2020
Cairn
Lys Alcayna-Stevens, « Chimpanzés, jaguars et ventriloquisme ethnographique », Cahiers d'anthropologie sociale, ID : 10670/1.m6edat
Fondé sur des recherches ethnographiques dans l’un des rares sanctuaires pour primates installé en Europe, cet article aborde la question des « perspectives animales » sous l’angle du tournant « ontologique » en anthropologie pour interroger les limites des approches actuelles de l’anthropologie « au-delà de l’humain ». L’article commence par une exploration de la façon dont les gardiens du sanctuaire conceptualisent les « points de vue » des chimpanzés dont ils s’occupent.
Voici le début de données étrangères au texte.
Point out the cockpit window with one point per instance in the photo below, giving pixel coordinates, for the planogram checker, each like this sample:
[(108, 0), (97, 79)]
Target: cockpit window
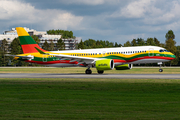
[(161, 50)]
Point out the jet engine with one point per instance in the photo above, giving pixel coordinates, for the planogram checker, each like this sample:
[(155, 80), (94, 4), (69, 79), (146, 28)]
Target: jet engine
[(124, 67)]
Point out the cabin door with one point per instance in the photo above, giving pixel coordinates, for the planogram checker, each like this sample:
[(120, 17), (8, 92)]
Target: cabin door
[(151, 52)]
L’heuristique de la « double pensée » me permet d’affirmer que les gardiens opèrent dans des contextes différents : quand ils s’occupent du bien-être des chimpanzés, ils sont attentifs à leurs humeurs et leurs besoins, tandis que lorsqu’ils effectuent des visites guidées, ils maintiennent que les humains ne peuvent pas élever les primates, car ils ne peuvent pas savoir ce que cela signifie d’être chimpanzé. L’article soutient que lorsque les ethnographes parlent des acteurs sociaux non-humains, le principal écueil qui les guette n’est pas l’anthropomorphisme mais un genre de « ventriloquisme anthropologique » : ils finissent presque toujours par décrire leurs sujets par le biais de la voix et des concepts des humains auxquels ces acteurs non-humains sont reliés. L’article conclut en soutenant que les pistes les plus prometteuses de l’anthropologie des animaux seront celles qui prendront en compte un aspect de la condition humaine parfois oublié par les anthropologues : l’ambiguïté.